Those familiar with how wars are fought understand the importance of air superiority; without control of the skies, everything becomes more challenging.
Catching the minor issues before they become serious problems is a must because maintaining the machines that soar through the air is an important part of combat.
That is something Sgt. Vernon Kiester does well, having recently discovered a problem that could have caused some serious damage to one of his squadron’s aircraft.
“I was climbing up on top of the UH-1Y Huey to inspect it as there was another Huey about two helos down taxiing by,” said Kiester, a helicopter mechanic with Marine Light Attack Helicopter Squadron 469. “At the end of the blade there is a shear restraint, all four blades have one, it allows the blade to pivot, and it takes a good portion of the flexing. I noticed the whole shear restraint was bouncing up and down.”
“I hadn’t seen that before and it didn’t seem right,” added Kiester, a veteran of Iraq and Afghanistan. “I went and looked into it a little further, and it ended up being the actual shear restraint had sheered and was just bouncing around.”
Had the helicopter taken off with a component failure of that magnitude, the loss of aircrew and/or aircraft may have been possible.
Kiester, a Highland, Mich., native, has been a Marine for seven years and throughout his time as a helicopter mechanic has seen a variety of mechanical issues.
“We had a helo out at a (forward operating base). We have a guy out there who troubleshoots and he said a bolt was spinning,” said Kiester, 25. “I went out there and found a decent sized crack in the actual support case the transmission sits on.”
Kiester has consistently demonstrated why he holds his current billet and level of certification.

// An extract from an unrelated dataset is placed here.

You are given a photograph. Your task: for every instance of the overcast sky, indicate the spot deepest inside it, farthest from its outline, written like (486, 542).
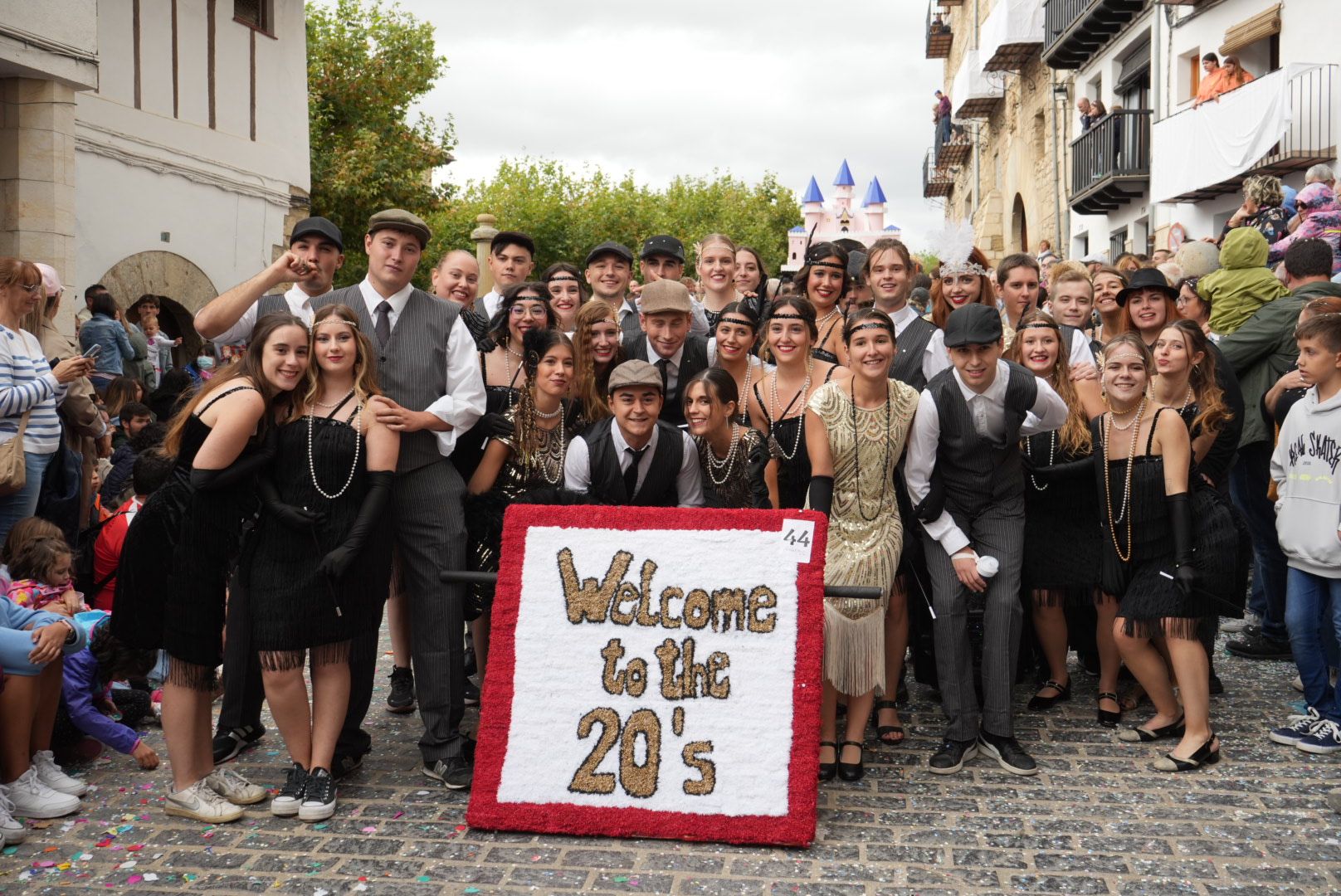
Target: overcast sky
(685, 87)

“I am a collateral duty quality assurance representative, it’s basically the highest qualification you can reach in our shop,” said Kiester. “We are basically supervisors over everything involving maintenance.”
Working on the flight line is the perfect place for Kiester because he has proven he possesses a firm knowledge of the aircraft under his care.
HMLA-469 is in possession of a Marine who has been praised by his officer-in-charge, Capt. Gregg Safinski, for his “situational awareness, technical knowledge and attention to detail,” all of which are needed to keep the helicopters in the sky and flying safe.